Demonstranten blockierten am fünften Tag der Proteste die Straßen in Beirut und anderen Teilen des Landes, indem sie Autoreifen und Möbelstücke in Brand setzten, als der geschäftsführende Premier Hassan Diab damit drohte, seinen Mandat niederzulegen. Mit diesem Vorhaben wollte Diab politische Funktionäre im Libanon zur Bildung einer neuen Regierung drängen. Das Land ist seit der Explosionskatastrophe im vergangenen Jahr ohne eine funktionierende Regierung.
Die erneuten Proteste am Samstag kamen inmitten des zunehmenden Unmuts über den Zusammenbruch der libanesischen Währung, die am Dienstag auf einen neuen Tiefstand von 10.000 Pfund gegenüber dem Dollar fiel. Das Land macht eine schwere Wirtschaftskrise durch.
Der Kurssturz der Währung führte zu einem starken Preisanstieg sowie zu Verzögerungen beim Eintreffen von Treibstofflieferungen, was längere Stromausfälle im ganzen Land in letzter Zeit auslöste. In einigen Gebieten dauerten die Stromausfälle mehr als zwölf Stunden am Tag.
Das auch als Lira bekannte Libanesische Pfund war im Zuge der starken Inflation nach dem Bürgerkrieg 1997 an den US-Dollar gekoppelt worden. Dieser fixe Wechselkurs liegt eigentlich bei etwa 1.500 Pfund für einen Dollar. Im Zuge der Finanz- und Wirtschaftskrise und der anhaltenden Massenproteste hat die Währung aber seit Oktober immer weiter an Wert verloren.

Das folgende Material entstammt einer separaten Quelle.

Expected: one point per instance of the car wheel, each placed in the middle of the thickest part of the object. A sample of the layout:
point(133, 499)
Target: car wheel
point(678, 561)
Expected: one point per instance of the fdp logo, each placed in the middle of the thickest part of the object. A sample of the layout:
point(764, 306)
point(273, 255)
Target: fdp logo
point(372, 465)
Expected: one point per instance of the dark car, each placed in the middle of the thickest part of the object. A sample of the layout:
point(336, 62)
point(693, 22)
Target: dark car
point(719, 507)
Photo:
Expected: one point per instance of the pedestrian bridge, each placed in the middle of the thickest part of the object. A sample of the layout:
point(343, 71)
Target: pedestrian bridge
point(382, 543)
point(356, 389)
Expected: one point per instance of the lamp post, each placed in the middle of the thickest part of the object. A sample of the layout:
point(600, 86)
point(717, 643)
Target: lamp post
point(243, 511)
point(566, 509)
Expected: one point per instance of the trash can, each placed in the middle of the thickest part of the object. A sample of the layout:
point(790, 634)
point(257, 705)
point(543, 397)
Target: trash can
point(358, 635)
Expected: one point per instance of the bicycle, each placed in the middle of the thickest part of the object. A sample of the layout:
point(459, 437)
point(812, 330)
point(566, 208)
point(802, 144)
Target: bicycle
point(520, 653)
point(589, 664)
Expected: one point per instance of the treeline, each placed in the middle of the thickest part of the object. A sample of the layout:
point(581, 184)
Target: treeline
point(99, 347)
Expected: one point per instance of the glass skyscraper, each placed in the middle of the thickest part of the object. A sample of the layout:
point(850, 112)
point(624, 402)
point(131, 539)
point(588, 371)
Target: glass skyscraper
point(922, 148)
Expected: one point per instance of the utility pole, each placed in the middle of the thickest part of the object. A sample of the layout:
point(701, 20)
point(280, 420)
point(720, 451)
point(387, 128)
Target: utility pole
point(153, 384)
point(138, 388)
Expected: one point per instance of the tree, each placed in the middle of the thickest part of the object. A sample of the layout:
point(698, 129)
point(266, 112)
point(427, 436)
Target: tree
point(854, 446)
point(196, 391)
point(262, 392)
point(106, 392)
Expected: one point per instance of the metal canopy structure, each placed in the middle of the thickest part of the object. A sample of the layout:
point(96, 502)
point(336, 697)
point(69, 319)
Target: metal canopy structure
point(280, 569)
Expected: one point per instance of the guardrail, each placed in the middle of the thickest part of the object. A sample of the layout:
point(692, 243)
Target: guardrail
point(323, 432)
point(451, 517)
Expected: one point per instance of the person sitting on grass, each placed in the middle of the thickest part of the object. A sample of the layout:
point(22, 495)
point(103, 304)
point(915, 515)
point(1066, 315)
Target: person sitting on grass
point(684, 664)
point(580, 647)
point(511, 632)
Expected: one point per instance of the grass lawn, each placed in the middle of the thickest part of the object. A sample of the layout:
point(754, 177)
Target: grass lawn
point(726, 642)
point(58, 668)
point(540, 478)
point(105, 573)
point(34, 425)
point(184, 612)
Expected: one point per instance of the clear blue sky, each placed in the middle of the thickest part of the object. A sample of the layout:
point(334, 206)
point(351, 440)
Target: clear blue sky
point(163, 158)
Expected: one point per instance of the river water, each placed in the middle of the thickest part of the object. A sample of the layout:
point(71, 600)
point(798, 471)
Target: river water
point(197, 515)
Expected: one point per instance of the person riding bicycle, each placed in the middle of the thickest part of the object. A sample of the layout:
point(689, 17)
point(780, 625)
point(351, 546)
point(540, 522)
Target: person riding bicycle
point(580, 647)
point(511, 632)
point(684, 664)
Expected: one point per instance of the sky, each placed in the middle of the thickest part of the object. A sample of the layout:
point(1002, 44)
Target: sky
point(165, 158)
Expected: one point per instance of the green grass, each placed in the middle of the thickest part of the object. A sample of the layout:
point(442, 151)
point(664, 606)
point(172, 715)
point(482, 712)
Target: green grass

In der libanesischen Hauptstadt forderte am Samstag eine kleine Gruppe von Demonstranten vor der Zentralbank den Zugang zu ihren Einlagen. Sie ging dann zum Parlamentsgebäude in der Innenstadt von Beirut, um ihre Frustration zum Ausdruck zu bringen. Etwa 50 Demonstranten verbrannten Reifen auf dem Märtyrerplatz. Wie Aljazeera berichtete, rief ein Demonstrant:
"Der Dollar beträgt 10.500 Pfund und jeder hat vier oder fünf Kinder, einschließlich seiner Eltern. Sie (korrupte Politiker) müssen uns ernähren."
Der Ministerpräsident und seine Regierung erklärten kurz nach der Explosion im August 2020 ihren Rücktritt und sind nur noch geschäftsführend im Amt. Dem mit der Regierungsbildung beauftragten Politiker Saad Hariri gelang es wegen interner Machtkämpfe bislang nicht, ein neues Kabinett zu bilden.
Mehr als die Hälfte der Bevölkerung im Libanon lebt in Armut. Eine Tendenz, die sich seit der Explosion im Hafen von Beirut weiter verstärkt hat. Bei der Explosion kamen mehr als 200 Menschen ums Leben. Die Krise im Libanon hat ebenfalls negative Folgen auf die Währung im benachbarten Syrien.
In einer Fernsehansprache am Samstag drohte Diab, seine geschäftsführenden Pflichten auszusetzen. Er warnte, dass das Land schnell auf Chaos zusteuere, wenn die Politiker ihre Differenzen nicht beiseite legen und eine neue Regierung bilden würden.
Mit der harten Sanktionierung von syrischen Institutionen und Einzelpersonen versuchen unter anderem die USA seit Monaten gezielt, die Zusammenarbeit zwischen Syrien und dessen Verbündeten beim Wiederaufbau des Landes zu verhindern. Das sogenannte "Caesar-Gesetz" betrifft Drittstaaten, die mit Syrien Handel treiben, insbesondere Libanon, und ohnehin unter der Wirtschaftskrise leiden. Seit der Explosion haben einige westliche Länder, darunter Frankreich, faktisch aufgrund ihrer unrealistischen Erwartungen die Bildung eines formellen Kabinetts verhindert, das unter anderem Verhandlungen über eine wirtschaftliche Unterstützung mit dem Internationalen Währungsinstitut aufnehmen wollte.